Racist Incidents, Southampton and Belfast

Eamon Dyas

As far as I see it the issue here isn’t about how racism or anti-racism explains these incidents. The issue is how European capitalism has come to rely on immigration both to feed its labour as well as its population needs in a situation where a sense of nationality continues to be the most cohesive element around which society organises itself. 

It’s that same sense of nationality that is now being appealed to in order to save us from the Russians and the Chinese. 

European states, whether inside or outside the EU are now having to confront the outcome of their attempts to encourage immigration as a component of their free-market concept of capitalism. That encouragement of immigration initially served those European states where capitalism had been long established and it did so through the free movement of labour from the cheap and well-trained labour reserves of the post-Soviet bloc countries to those older European states. 

But it was only a matter of time before those labour-supplying states developed economically to where they were no longer providing such cheap labour but were in fact attracting their previous emigrants back home (I personally know a Polish family that moved back to Poland last year after living in the UK for decades).
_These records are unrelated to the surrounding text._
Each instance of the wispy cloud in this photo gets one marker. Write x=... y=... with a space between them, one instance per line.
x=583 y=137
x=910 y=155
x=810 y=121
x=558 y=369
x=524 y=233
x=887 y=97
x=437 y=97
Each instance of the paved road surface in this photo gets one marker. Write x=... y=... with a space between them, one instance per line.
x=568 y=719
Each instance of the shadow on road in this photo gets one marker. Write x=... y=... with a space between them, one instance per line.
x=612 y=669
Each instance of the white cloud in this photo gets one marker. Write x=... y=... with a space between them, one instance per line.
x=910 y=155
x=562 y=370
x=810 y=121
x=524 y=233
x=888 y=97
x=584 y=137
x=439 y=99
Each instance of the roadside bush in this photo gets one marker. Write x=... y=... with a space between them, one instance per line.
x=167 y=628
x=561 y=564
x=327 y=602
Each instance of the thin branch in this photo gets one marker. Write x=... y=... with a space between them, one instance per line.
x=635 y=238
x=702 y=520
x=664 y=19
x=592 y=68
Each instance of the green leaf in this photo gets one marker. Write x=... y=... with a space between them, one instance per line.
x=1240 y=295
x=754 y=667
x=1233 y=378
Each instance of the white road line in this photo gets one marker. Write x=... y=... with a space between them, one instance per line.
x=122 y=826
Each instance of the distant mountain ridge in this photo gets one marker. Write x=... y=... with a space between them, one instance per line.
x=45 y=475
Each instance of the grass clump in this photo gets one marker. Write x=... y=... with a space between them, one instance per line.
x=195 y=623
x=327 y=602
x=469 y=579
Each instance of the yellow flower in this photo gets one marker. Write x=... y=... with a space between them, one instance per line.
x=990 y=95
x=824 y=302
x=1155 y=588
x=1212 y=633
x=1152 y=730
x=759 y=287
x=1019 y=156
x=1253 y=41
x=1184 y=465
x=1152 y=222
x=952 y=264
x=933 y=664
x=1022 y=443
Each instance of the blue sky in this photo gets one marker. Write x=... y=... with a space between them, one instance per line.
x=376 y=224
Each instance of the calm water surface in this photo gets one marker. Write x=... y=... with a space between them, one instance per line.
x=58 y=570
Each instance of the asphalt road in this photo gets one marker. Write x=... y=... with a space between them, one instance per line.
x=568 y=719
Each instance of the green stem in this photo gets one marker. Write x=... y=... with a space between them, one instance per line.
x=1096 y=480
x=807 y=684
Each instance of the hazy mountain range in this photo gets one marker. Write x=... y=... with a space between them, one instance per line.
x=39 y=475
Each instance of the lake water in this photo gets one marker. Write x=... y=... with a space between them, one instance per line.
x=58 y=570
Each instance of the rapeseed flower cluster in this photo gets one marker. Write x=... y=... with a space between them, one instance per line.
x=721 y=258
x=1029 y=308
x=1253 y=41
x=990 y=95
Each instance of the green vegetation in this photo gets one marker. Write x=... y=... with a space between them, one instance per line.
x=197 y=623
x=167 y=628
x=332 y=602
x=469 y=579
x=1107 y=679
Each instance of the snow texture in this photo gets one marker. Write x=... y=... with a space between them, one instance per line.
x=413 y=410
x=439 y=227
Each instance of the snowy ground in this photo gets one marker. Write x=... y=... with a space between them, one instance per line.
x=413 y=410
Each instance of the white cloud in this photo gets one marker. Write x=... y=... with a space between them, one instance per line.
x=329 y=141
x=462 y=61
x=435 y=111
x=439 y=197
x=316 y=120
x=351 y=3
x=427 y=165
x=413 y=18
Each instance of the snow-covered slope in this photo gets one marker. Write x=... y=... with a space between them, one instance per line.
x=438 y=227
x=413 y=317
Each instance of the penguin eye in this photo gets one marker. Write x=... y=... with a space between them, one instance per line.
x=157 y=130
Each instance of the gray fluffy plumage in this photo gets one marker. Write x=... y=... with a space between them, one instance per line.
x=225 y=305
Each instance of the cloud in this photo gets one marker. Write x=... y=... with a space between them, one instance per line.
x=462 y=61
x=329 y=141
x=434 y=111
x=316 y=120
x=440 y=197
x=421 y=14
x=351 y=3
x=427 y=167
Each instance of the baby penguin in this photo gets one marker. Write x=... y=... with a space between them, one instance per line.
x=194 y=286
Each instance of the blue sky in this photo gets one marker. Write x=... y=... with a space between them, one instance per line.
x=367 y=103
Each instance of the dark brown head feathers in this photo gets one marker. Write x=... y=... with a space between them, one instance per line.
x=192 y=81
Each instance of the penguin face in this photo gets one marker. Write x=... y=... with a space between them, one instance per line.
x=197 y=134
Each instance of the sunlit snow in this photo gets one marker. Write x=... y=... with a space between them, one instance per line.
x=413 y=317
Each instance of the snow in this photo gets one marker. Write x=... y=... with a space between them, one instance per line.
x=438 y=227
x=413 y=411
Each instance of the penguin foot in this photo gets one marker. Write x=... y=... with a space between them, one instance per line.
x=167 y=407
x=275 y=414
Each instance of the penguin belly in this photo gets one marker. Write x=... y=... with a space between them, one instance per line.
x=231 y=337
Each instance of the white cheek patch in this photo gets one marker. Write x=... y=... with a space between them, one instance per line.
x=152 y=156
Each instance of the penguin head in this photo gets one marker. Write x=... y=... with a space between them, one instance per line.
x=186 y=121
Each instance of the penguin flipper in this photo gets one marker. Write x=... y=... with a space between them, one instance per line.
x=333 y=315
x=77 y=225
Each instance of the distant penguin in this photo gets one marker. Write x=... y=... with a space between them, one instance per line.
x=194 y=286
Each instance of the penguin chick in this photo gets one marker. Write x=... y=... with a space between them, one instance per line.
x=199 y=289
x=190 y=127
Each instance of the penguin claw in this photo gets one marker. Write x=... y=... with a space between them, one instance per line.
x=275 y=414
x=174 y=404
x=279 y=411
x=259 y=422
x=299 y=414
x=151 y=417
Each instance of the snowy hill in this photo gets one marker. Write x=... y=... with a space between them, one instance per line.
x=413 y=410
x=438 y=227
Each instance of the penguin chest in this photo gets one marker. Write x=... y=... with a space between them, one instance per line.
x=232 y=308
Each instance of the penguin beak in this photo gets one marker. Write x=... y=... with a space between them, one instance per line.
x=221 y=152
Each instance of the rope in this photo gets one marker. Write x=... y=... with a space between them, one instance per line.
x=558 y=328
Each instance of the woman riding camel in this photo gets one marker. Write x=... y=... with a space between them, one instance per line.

At that point we saw an acceleration in immigration from further afield and that immigration, encouraged by the destabilisation of societies through western military aggression (Iraq, Syria, Afghanistan, Libya and others), introduced a new and more alien non-European element into the hearts of European states. It’s that alien element coming in such numbers that has tipped the balance between what European capitalism needs in terms of cheap and reproductive labour and what it requires by way of stable societies that it is now finding difficult to sustain. 

This is because a sense of nationality remains the only means by which a society can still display any level of stable coherence in its widest form. 

We are now witnessing the failure of a political policy for a capitalism that is based on continuing access to cheap labour to sustain it. Because that policy is compelled to operate inside societies that of necessity require stability and because that stability requires it possessing a sense of “them and us” the strains are beginning to threaten the existing EU model for capitalism. 

That policy has also been the means by which ever higher dividends could be paid to investors. This has lent itself to a situation where instead of increasing investment in equipment as a means of maintaining competitiveness European businesses have tended to be cosseted by those cheap labour policies. And they now complain about the low productivity of European labour! While that may not have had such a negative impact on the service and hospitality sectors it is proving disastrous for the manufacturing sector – a sector already hard hit by the insane policies of European politicians towards Russia. 

It’s difficult to see how this descent into chaos can be easily mitigated as there is no evidence that the political leaders of the EU have learned anything – we already see growing calls from European leaders to make it easier for more new members to be accommodated – more cheap labour. 

In the meantime, it makes no sense for the Left to continue to frame the incidents like the Nowak one or the Belfast one in terms of the racism/anti-racism framework as it reduces politics to a far too simplistic moral argument in which working class communities always end up being depicted as the “deplorables”. 

.

Note by Bill McClinton

There has been a growing frustration at the lower end of the class divide for years, it has no political representation to speak of and no ideology as such, but has a feeling their problems don’t matter and they are now competing with migrants.